- International development
Jennifer Constantine is a PhD candidate in the Department of International Development at King’s, funded by the UK Economic and Social Research Council LISS-DTP. Her doctoral research examines the political and practical influence of Brazilian food and nutrition security policy ideas in the UK, exploring the role of different transnational actors in the travel and translation of these ideas. Previous research and policy advisory work focused on the political economy of the BRICS and other 'emerging' economies in international development and global aid architectures.
Jennifer has 15 years of professional experience in international development, spanning research, project management, consulting and policy advisory services in Europe, Latin America, and Southern Africa; working for a range of international organisations, government, academia, think-tanks, NGOs and the private sector. Jennifer completed a BA Hons in Portuguese and Brazilian Studies at King’s College London in 2004, and an MA in Development Studies at the Institute of Development Studies, University of Sussex in 2011.
Thesis title: 'Zero Hunger Britain – learning from Brazil? The role of transnational actors in UK food and nutrition security policy debates'
Jennifer’s PhD research examines the political and practical influence of Brazilian food and nutrition security policy ideas in the UK, through the actions and discourse of transnational policy actors (state and non-state), networks and coalitions. In particular, how do these actors shape these debates through their work in bi/multi-lateral development cooperation and domestic policy arenas.

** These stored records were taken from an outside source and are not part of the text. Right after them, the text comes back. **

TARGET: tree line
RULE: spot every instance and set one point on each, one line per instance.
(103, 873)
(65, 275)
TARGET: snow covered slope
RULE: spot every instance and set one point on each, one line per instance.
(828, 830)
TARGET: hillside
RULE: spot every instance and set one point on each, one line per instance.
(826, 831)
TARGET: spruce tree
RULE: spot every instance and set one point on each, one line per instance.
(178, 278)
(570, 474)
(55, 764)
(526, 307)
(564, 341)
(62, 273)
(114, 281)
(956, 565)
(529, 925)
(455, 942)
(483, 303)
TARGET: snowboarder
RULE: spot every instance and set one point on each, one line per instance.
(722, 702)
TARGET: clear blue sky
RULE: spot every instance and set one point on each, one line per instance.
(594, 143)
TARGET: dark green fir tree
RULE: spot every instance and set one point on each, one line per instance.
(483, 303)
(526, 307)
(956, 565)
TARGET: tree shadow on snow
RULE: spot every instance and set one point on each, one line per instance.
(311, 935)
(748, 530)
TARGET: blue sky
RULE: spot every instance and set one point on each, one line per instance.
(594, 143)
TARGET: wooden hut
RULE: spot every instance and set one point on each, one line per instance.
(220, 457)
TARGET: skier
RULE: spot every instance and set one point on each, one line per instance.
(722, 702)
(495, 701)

She is interested in understanding how these actors mobilise different concepts of food and nutrition security in different spaces (e.g. right to food versus food justice, or food democracy; or hunger versus food insecurity), and what the implications are for the development of food and nutrition security policy in the UK. Other current research avenues include the politics of the right to food in the UK and Brazil, and the governance of food and nutrition security, at the national, devolved nation and local level in the UK.